A voter marks her ballot paper at a polling center, Gelugor, Penang in this file picture taken on May 25, 2014. — Picture by KE Ooi
A voter marks her ballot paper at a polling center, Gelugor, Penang in this file picture taken on May 25, 2014. — Picture by KE Ooi

KUALA LUMPUR, Sept 19 — Political analysts today said that there must be a much easier and efficient way for overseas Malaysians to cast their votes in the next general election.

Political analyst Wong Chin Huat said overseas Malaysian voters must be allowed their right to vote in the running of the democratic process as they too contribute to the country’s economy, technological transfer and investment.

He said the current system of ballot posting is so difficult that in the last general election, people had to rush to ensure they can send their ballot papers back to Malaysia in time.

“If you don’t want that (better overseas voting system), then maybe it is fair to say you don’t want their vote.

“Currently, the system does not stop you from voting but the process is so difficult that it feels like you don’t have the right to cast your votes,” he said at the “Do Overseas Malaysians Still Matter” webinar organised by Global Bersih today.

He said it was important that Malaysians overseas pressure politicians and the government to make changes for a better overseas voting system and assert their contribution to the country.

“You need to really argue your contribution to Malaysia and establish your legitimate role as a stakeholder.

“We need to pressure for an electoral system change.
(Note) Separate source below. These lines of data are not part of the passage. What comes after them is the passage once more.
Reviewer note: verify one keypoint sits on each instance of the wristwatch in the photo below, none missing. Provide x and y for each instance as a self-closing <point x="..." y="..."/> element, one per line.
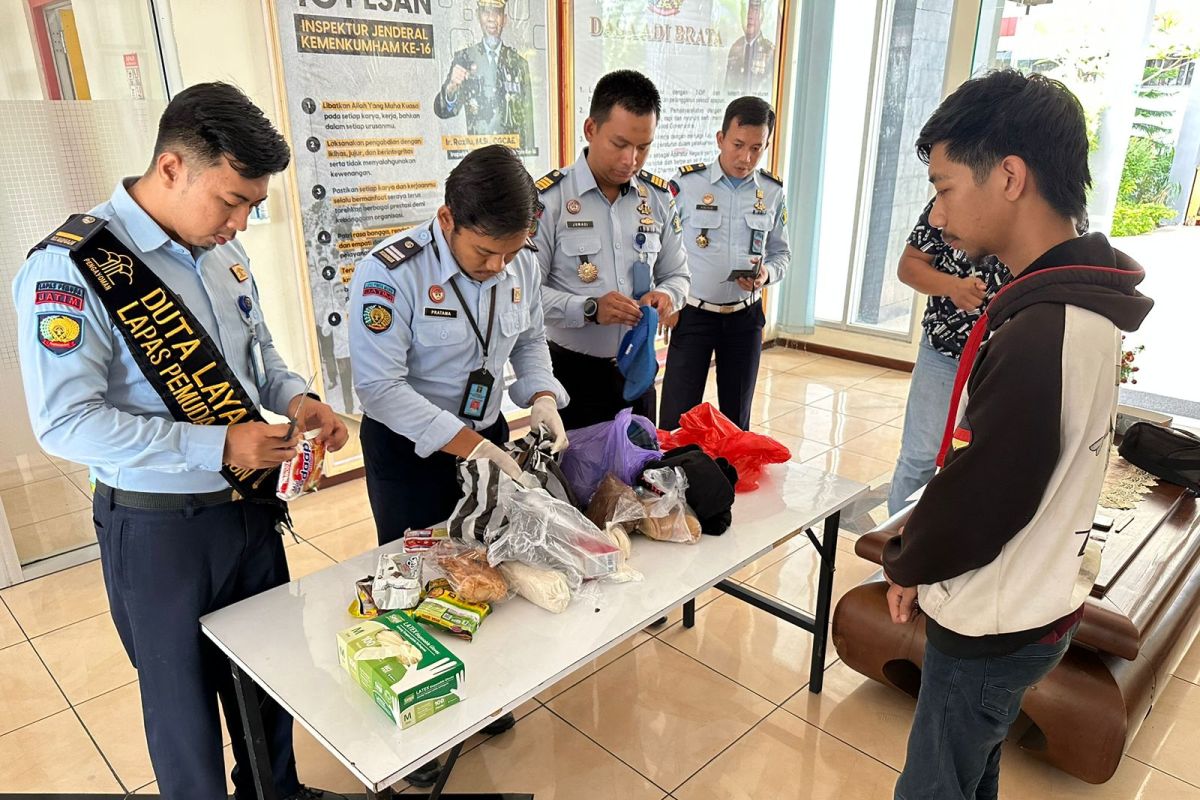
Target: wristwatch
<point x="591" y="308"/>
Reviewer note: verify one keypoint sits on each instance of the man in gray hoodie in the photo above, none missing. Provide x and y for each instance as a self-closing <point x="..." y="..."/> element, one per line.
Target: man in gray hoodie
<point x="996" y="549"/>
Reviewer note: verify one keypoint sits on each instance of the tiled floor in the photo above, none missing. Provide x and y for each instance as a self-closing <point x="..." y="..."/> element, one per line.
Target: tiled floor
<point x="718" y="711"/>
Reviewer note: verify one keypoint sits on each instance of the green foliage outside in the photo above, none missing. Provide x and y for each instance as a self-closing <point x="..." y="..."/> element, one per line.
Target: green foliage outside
<point x="1146" y="185"/>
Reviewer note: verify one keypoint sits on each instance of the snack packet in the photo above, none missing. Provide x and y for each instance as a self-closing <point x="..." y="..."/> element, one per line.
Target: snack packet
<point x="364" y="603"/>
<point x="301" y="473"/>
<point x="397" y="581"/>
<point x="444" y="611"/>
<point x="419" y="540"/>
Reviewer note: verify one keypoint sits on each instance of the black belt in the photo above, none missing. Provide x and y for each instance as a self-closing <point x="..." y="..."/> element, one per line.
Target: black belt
<point x="162" y="501"/>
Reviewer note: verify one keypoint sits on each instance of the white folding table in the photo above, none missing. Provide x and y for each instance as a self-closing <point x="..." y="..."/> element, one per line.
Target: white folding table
<point x="283" y="641"/>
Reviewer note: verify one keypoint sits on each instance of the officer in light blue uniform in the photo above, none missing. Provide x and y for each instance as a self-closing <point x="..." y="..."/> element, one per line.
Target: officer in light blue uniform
<point x="609" y="240"/>
<point x="735" y="223"/>
<point x="175" y="540"/>
<point x="436" y="312"/>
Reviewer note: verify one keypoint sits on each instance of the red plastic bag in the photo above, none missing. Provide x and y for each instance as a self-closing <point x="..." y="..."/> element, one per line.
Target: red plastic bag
<point x="715" y="433"/>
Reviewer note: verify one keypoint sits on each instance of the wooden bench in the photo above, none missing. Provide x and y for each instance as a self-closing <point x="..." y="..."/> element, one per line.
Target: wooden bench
<point x="1137" y="626"/>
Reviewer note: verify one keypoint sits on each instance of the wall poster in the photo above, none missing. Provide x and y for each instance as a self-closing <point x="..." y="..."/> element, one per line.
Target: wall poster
<point x="382" y="98"/>
<point x="700" y="53"/>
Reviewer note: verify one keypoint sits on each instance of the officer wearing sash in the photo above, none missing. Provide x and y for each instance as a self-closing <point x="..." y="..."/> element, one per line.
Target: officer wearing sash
<point x="436" y="312"/>
<point x="145" y="356"/>
<point x="735" y="223"/>
<point x="609" y="241"/>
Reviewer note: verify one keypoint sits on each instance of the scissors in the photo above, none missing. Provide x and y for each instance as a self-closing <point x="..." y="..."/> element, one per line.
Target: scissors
<point x="304" y="396"/>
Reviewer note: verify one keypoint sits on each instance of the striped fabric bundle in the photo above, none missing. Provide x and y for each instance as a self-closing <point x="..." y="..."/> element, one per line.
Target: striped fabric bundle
<point x="481" y="479"/>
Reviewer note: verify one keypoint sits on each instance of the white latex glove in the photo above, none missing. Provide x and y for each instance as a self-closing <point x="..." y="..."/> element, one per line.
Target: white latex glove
<point x="485" y="449"/>
<point x="418" y="675"/>
<point x="545" y="411"/>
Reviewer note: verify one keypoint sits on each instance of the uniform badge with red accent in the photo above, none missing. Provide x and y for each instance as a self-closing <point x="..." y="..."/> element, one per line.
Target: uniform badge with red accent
<point x="960" y="439"/>
<point x="60" y="334"/>
<point x="59" y="293"/>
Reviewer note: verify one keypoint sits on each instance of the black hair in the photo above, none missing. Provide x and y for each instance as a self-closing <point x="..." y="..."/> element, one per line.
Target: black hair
<point x="210" y="120"/>
<point x="749" y="110"/>
<point x="631" y="90"/>
<point x="491" y="192"/>
<point x="1006" y="113"/>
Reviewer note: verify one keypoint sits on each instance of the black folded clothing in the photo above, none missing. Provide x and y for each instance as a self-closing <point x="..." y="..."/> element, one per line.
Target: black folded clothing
<point x="709" y="486"/>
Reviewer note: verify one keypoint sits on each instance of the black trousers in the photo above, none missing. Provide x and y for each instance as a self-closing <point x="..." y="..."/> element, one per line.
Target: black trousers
<point x="737" y="341"/>
<point x="595" y="389"/>
<point x="163" y="570"/>
<point x="405" y="489"/>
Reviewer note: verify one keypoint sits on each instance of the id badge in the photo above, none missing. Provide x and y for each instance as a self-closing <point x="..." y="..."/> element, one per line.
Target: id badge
<point x="757" y="239"/>
<point x="479" y="391"/>
<point x="257" y="365"/>
<point x="641" y="272"/>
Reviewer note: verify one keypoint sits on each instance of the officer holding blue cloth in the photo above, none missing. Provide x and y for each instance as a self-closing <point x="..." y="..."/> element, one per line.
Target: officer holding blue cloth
<point x="609" y="241"/>
<point x="436" y="312"/>
<point x="145" y="356"/>
<point x="735" y="222"/>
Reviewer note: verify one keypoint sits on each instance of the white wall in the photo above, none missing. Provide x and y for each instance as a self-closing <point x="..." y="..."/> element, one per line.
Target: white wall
<point x="108" y="29"/>
<point x="239" y="54"/>
<point x="19" y="78"/>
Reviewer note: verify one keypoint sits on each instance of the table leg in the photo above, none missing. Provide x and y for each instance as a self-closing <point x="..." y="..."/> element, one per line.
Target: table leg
<point x="256" y="734"/>
<point x="828" y="552"/>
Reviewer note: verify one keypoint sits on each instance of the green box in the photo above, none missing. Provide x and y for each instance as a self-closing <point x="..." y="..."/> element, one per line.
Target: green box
<point x="378" y="654"/>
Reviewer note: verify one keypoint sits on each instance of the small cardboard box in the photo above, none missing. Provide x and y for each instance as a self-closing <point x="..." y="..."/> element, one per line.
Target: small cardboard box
<point x="408" y="673"/>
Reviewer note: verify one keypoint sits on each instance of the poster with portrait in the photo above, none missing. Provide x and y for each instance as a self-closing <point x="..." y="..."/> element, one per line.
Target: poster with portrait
<point x="383" y="97"/>
<point x="700" y="53"/>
Form groups and assert your influence, otherwise, you can’t blame the politicians for ignoring you because that is politics,” he said.

Meanwhile, Lembah Pantai MP Fahmi Fadzil said overseas Malaysian diaspora now have a bigger role to play as a voice of conscience to a politically unstable country.

He referred to the ‘Sheraton Move’ political crisis in February which toppled the Pakatan Harapan (PH) government and the diaspora could be a voice to reflect the struggle of several sides to initiate reforms in the country.

“I feel the diaspora could play a very important role in terms of consciousness.

“To hear the diaspora speak or to be present also gives us an opportunity to reflect. I feel that is the role they can play,” he said.

Fahmi also said changes in Malaysia are sadly too dependent on the political will of the ruling coalition to pass necessary laws for these reforms to take place.

He said it is important for political and civil education to be instilled in Malaysians in order to have them be more involved in the political runnings of the country.

“There must be pressure from Malaysian society and even the Malaysian diaspora for such changes to take place.

“It is important for us not to lose hope. If we were to abandon the reform, it will set us back,” he said.

Global Bersih former chairman Colin Rajah said overseas Malaysian has always tried to contribute the best to the country through knowledge as well as experiencing other systems that could be used to better their own country.

However, he admitted that there are views on overseas Malaysian that they don’t care for political happenings in the country.

“If we look into the political development in Malaysia, it is stagnant.

“Why don’t we look and see how we can learn from other systems? I think it is one of the things overseas Malaysian could bring to the table.

“The second (thing) is knowledge and skills. You don’t know how much overseas Malaysian want to contribute their knowledge and skills to Malaysia.

“And the third thing is the global advocacy,” he said.

As of 2019, according to the United Nations Department of Economic and Social Affairs, the population of the Malaysian diaspora stands at 1,730,152.